The story focuses on the bonds of friendship and how powerful love can truly be. This focus is neither cliché nor does it exclude of any of the other characters. Its plot is interwoven through three central plotlines that converge at Armageddon. 

Heaven and Hell are poised to attack in their final battle between good and evil, but – as Armageddon draws closer to fruition – it hits a snag. An angel and a demon (Michael Sheen and David Tennant) have grown rather fond of their lives on Earth and do not want to see it tested with biblical force. All the while, a witch (Adria Arjona) whose five times greatgrandmother predicted the end of days is also attempting to avert the apocalypse through witchcraft and analysis of 400-year-old prophecies. Chaos ensues when the angel and demon accidentally misplace the antichrist and must race against the clock before all Heaven and Hell break loose.   

Crowley (Tennant) is a demon whose only acts of evil consist of minor annoyances that only result in his own frustration, and though he’ll deny it, he secretly cares a lot about people. Aziraphale (Sheen) is an angel who is easily tempted by Earthly pleasures and whose best friend happens to be the Crowley. These two share an interesting dynamic, having been friends for the past 6000 years and having grown closer all the while. Anathema Device (Arjona) is doing her best to find and stop the antichrist, but a meddling group of kids called The Them and a witchfinder keep thwarting her plans.

Hilarity ensues as the protagonists run around and around, all to a killer Queen soundtrack. Quick-witted and beautifully written, Good Omens is a show for our generation. It is diverse and genderfluid in its casting, breaking many societal norms with respect and grace. It normalizes the necessity of love, friendship and affection in a world that can often seem devoid of kindness. Bonds are formed and strengthened during the pressures of impending doom, and not once is there a joke that mocks emotional connections amongst the various characters. Tennant and Sheen are masters of their craft and transform into supernatural beings while still embodying a more accurate depiction of typical adult reality than most shows portray.
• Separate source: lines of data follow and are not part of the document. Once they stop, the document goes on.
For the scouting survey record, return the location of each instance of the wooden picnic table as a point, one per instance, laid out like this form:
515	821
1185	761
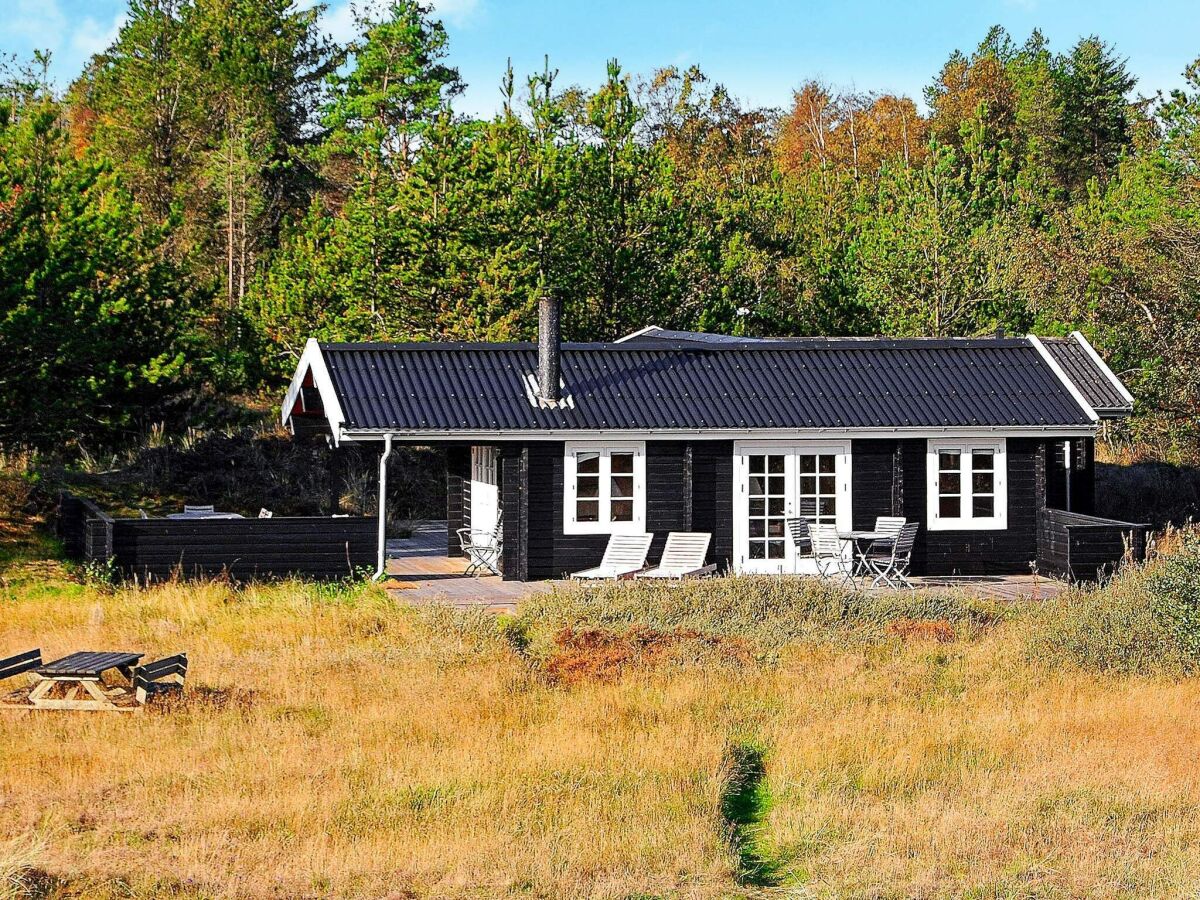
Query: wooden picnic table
81	673
204	515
Although humor permeates the essence of the show, it develops complex themes of love and acceptance at its heart despite the circumstances and bias that modern society tries to bestow upon its participantsAlthough being human can often lead to mistakes and difficult trials, Good Omens showcases that human love can create a strong foundation for building a better future. No one is completely good or pure evil; we are a beautiful mix of our own perspectives and circumstances, and there is absolutely nothing wrong with being human.